Je ne suis pas élitiste parce que moi dans les années 80, je me dirigeais vers un métier manuel mal perçu pendant qu’on valorisait le minitel et les métiers de l’informatique car l’an 2000 arrivait. J’ai tellement souffert de ça que quand on se fout de la gueule d’un banquier aujourd’hui, ça me rend dingue. Ce sont eux les nouveaux prolo, nos copains de BTS qui ont fait compta. Mais ce n’est pas parce que trois traders ont pété les plomb que la banque est le diable. L’art contemporain est dix fois plus narcissique et élitiste. Quand on me dit aujourd’hui que l’artisanat est à la mode, je répond que c’est faux. Ça nous donne bonne conscience d’aimer l’artisan, mais on ne consomme pas chez lui, c’est juste une image qui nous rassure. Si tu as un tapissier en bas de chez toi, que tu n’y es jamais allé depuis 12ans et qu’il ferme, tu diras : « Oh c’est triste le tapissier en bas de chez moi ferme » et tu le prendras en photo la veille de la fermeture. Moi j’ai bien compris que mon métier disparaissait et qu’il fallait avoir un produit fini. Il fallait inventer un style.

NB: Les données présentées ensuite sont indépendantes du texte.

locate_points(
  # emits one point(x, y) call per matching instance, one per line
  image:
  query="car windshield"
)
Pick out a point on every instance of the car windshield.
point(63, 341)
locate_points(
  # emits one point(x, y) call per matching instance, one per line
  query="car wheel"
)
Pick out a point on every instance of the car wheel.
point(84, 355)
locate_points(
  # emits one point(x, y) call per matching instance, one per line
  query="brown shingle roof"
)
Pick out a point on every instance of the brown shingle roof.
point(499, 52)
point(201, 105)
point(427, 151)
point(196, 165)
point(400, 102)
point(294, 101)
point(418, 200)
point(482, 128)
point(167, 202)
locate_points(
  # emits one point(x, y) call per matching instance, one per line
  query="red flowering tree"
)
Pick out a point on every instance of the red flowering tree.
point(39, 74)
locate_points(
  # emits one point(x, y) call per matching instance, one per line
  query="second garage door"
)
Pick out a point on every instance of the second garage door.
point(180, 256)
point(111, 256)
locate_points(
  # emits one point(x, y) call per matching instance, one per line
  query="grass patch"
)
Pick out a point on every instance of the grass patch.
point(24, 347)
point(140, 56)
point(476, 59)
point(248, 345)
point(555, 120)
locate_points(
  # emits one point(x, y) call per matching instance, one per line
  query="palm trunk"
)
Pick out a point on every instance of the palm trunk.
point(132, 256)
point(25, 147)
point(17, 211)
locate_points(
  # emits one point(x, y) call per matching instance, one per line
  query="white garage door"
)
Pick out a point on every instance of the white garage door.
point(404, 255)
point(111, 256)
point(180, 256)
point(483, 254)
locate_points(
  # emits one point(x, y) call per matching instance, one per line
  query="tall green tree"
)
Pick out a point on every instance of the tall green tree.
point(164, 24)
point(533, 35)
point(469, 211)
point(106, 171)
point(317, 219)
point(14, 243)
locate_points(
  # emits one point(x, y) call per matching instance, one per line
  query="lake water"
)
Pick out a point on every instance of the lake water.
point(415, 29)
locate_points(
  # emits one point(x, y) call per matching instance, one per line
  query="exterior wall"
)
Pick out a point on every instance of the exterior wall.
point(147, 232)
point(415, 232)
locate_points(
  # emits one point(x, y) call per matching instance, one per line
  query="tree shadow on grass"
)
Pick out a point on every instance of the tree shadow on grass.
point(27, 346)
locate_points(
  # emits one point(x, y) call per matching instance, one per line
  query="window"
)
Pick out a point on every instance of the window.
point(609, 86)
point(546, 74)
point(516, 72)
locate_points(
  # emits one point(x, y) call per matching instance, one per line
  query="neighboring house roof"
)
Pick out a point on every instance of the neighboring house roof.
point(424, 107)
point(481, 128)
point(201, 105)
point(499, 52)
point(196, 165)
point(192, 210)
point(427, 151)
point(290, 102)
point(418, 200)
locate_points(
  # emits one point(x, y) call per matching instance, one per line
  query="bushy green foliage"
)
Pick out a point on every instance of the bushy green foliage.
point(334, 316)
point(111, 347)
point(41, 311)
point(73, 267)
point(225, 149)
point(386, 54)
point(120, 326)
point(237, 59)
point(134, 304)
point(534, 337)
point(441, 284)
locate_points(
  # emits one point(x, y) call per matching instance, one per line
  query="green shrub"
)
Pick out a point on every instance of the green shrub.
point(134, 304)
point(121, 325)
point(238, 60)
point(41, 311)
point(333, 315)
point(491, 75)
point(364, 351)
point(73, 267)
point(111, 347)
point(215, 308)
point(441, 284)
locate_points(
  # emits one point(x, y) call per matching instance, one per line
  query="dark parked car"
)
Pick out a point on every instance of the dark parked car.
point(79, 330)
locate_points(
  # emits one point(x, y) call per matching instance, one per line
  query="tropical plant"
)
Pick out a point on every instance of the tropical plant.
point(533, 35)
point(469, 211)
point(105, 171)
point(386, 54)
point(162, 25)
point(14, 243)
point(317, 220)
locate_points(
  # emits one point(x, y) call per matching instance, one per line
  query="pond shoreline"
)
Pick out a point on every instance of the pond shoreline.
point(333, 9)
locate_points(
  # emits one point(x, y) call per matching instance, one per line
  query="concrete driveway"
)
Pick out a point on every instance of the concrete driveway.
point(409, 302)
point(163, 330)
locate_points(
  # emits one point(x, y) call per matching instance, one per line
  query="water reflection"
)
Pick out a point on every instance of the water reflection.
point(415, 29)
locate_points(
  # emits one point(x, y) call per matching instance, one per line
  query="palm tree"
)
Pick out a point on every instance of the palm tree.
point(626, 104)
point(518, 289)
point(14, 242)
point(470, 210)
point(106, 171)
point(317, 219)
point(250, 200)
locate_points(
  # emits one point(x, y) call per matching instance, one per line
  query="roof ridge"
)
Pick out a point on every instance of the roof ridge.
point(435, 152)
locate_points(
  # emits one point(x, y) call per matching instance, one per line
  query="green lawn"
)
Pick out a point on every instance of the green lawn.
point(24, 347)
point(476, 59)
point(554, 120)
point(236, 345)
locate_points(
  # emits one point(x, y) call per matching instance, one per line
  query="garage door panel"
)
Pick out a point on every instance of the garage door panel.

Ça t’a obligé à inventer ton style.
Oui, bien que mon travail reste très artisanal. Tout est posé pièce après pièce.
Que peut-on te souhaiter ?
D’en faire plus ! A chaque fois c’est une espèce de défi de vendre mes idées. Un beau projet c’est un projet vendu. Ce qui est génial c’est de partager.
Et tu n’aimerais pas décorer un hôtel de A à Z ?
Seulement si celui qui m’emploie est sympa et qu’il me laisse carte blanche. La difficulté aujourd’hui est de devenir une espèce de marque, un standard de luxe et qu’on t’appelle juste parce que tu es le mec à la mode. Si je suis exigeant, c’est parce que je veux que dans dix ans tout le monde soit encore fier de mon travail. Si c’est pour avoir un truc tiède ça ne sert à rien.
J’ai interviewé le photographe Oliviero Toscani récemment, il me disait que pour lui la condition principale de tout métier c’est l’engagement.
Évidemment! Quelle que soit la commande il faut le faire à fond, c’est la cohérence.
Quel est l’objet que tu aurais adoré inventer ?
L’assiette ronde est assez absolue mais je suis complètement fasciné par le mec qui a inventé le store à lattes verticales. C’est un génie, parce que ça reste un rideau, classique et fonctionnel, qui ne coûte rien, est assez joli, filtre la lumière… mais qui a fait évoluer le rideau. Ça correspond complètement à ma démarche.
Que veux-tu transmettre comme message à tes enfants ?
J’essaie de les frustrer pour qu’ils aient la dalle. Les gens sont flippés et ne font plus, n’osent plus. On a des barrières et on s’interdit plein de choses. Le but pour moi c’est de se faire plaisir et d’être dans le durable. Trop d’analyse paralyse.